I will be moving into a new home in three weeks. I have four 5 gal carboys already cleared and bulk aging. Is there a problem with racking the week I am going to leave then moving them to the new location to finish aging? What should I do?


----------



## olusteebus (May 12, 2013)

I think that would be bes assuming all fermentation has stopped. If it has cleared to the point that it has no sediment, I wouldn't bother.


----------



## vacuumpumpman (May 12, 2013)

arh13p said:


> I will be moving into a new home in three weeks. I have four 5 gal carboys already cleared and bulk aging. Is there a problem with racking the week I am going to leave then moving them to the new location to finish aging? What should I do?



I like the idea of racking prior to leaving - any sediment in the wine will definitely be disturbed while traveling. 
You need to explain a little more - 
like are you personally traveling with them or a moving company
how long is the trip - and where - the moving van will get quite hot during the day and will bounce around alot more due to the stiffness in suspension.
How are you planning on insulating the carboys -?


----------



## arh13p (May 12, 2013)

I am only moving 15 minutes away. The wine is at 66 degrees and I am moving my self. . I plan to just put in my vehicle and drive the to the new location. 20 minutes top


----------



## vacuumpumpman (May 12, 2013)

arh13p said:


> I am only moving 15 minutes away. The wine is at 66 degrees and I am moving my self. . I plan to just put in my vehicle and drive the to the new location. 20 minutes top




Just wrap them well - so they don't hit each other or anything else and treat them like newborn babies and you will be fine.


----------



## JohnT (May 13, 2013)

Just to add to what the others have said...
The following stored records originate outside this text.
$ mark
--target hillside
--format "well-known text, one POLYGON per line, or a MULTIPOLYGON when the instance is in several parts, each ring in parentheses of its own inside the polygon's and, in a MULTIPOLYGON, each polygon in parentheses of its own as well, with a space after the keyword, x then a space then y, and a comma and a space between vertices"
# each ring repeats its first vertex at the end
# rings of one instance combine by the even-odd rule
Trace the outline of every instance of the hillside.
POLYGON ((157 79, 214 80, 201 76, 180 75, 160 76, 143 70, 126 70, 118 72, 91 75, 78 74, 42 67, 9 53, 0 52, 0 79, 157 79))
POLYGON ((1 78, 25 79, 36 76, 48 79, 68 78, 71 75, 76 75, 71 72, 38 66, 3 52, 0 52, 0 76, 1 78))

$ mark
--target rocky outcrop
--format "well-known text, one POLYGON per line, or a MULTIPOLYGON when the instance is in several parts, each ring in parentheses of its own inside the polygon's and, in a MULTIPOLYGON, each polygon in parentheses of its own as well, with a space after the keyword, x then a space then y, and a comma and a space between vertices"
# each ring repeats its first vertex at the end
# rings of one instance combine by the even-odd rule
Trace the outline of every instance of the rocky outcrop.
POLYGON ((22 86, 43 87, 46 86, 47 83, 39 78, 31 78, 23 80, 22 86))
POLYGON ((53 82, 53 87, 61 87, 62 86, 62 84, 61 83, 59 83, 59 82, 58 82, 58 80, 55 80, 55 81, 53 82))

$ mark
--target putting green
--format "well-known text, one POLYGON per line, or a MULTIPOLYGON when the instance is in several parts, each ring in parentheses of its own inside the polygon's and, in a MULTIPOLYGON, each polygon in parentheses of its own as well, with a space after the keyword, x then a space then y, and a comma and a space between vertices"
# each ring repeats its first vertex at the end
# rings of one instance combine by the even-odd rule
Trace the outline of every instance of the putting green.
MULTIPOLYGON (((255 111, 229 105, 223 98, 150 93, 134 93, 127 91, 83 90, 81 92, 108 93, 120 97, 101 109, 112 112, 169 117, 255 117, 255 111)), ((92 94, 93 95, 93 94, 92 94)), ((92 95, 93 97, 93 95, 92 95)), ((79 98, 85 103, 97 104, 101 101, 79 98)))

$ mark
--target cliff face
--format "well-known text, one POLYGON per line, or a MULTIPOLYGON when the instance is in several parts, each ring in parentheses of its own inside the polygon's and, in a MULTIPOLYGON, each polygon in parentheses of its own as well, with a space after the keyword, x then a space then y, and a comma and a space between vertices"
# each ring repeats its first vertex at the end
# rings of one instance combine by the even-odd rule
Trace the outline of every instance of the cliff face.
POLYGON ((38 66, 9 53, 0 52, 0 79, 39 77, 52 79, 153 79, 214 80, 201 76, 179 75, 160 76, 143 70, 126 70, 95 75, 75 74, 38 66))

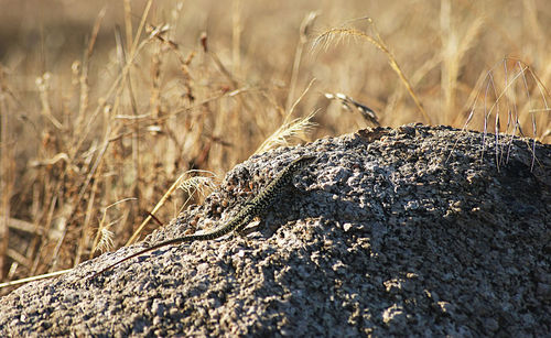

I would get a number of #16 tapered cork stoppers. they are inexpensive and would work better than a fermentation trap during transport.

johnT.


----------



## Dugger (May 13, 2013)

An alternative to the cork stoppers suggested by John would be water bottle caps (the 5 gal bottles). I use these on my empty carboys when they are sitting with kmeta in them. They seal well and are usually readily available for little or no cost.


----------



## dessertmaker (May 13, 2013)

Water bottle caps? Tell me about these caps? Do they work with 5 gallon better bottles?


----------



## Dugger (May 13, 2013)

These are the caps used on the large bottles of water sold by many vendors. They fit glass carboys but would be too small for a better bottle - I think they take something like a number 11 bung vs a no. 6.5/7 for glass.
These are the two types I use.


----------



## wineon4 (May 13, 2013)

A great way to degas, Just had to say it HAHA.


----------



## pjd (May 13, 2013)

Just put a solid stopper in or a carboy cap and go ahead and move them. I moved a port that i've been working on from Florida to Pennsylvania with no ill effects. It was a 5 gallon carboy and it fit perfectly into a 6 gallon juice bucket. You might want to fit them into a milk crate or bucket to protect them from bumping into something.


----------